US patent publication No. US2002-0048137A1 discloses a capacitor foil for making a two-layered embedded capacitor including a conductive layer and a partially cured bonding layer having a relatively high dielectric constant. The high dielectric bonding layer is formed with epoxy or other polymer and is loaded with capacitive ceramic particles. The capacitor foil may be applied to a laminate having copper patterns thereon to define a PCB intermediate containing at least one buried capacitor, each of the copper patterns defines a ground plane, and the conductive layer constitutes a power plane for the capacitor.

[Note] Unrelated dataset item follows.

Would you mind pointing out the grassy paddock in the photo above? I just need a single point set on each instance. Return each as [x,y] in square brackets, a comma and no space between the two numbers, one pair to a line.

U.S. Pat. No. 6,274,224 discloses a passive electrical article comprising (a) a first self-supporting substrate having two opposing major surfaces, (b) a second self-supporting substrate having two opposing major surfaces, and (c) an electrically insulating or electrically conducting layer comprising a polymer between the first and second substrate. One embodiment of the passive electrical article is an embedded capacitor formed by placing a layer of a high dielectric constant ceramic dispersed in an epoxy resin between two conductive electrode sheets, e.g., barium titanate in epoxy between copper foils. One of the epoxy resins used in this prior art is a blend of a diglycidylether of bisphenol A and a novolac epoxy. The blend of barium titanate particles and epoxy may be prepared by mixing together barium titanate, a ketone solution of epoxies, and a dispersing agent, preferably an anionic dispersant, for example, a copolymer of polyester and polyamine, commercially available from ICI Americas, Wilmington, Del., under the trade designation “Hypermeer PS3”. The insulating layer disclosed in this prior art can be improved in the aspects such as high dielectric property, high thermal resistance, a good bonding property.
US patent publication No. 2003/0006402 A1 discloses polymer composites and methods of making the polymer composites. A representative polymer composite includes a polymer resin and a conductive material, wherein the polymer composite is characterized by a dielectric constant greater the 200. A representative method of making the polymer composite can be broadly summarized by the following steps: providing a polymer resin and a conductive material; mixing the polymer resin and the conductive material; and forming the polymer composite, wherein the polymer composite is characterized by a dielectric constant greater than 200. The conductive material is chosen from transition metals, alloys of transition metals, carbon black, carbon fiber, and graphite. However, this polymer composite has a great dissipation factor, and in particular at 1 MHz frequency; moreover, the dissipation factor is very sensitive to the frequency. As a result, the potential of this polymer composite in industrial applications is adversely affected. This prior art is lack of description relating to the thermal stability, bonding and processing properties of the polymer composite.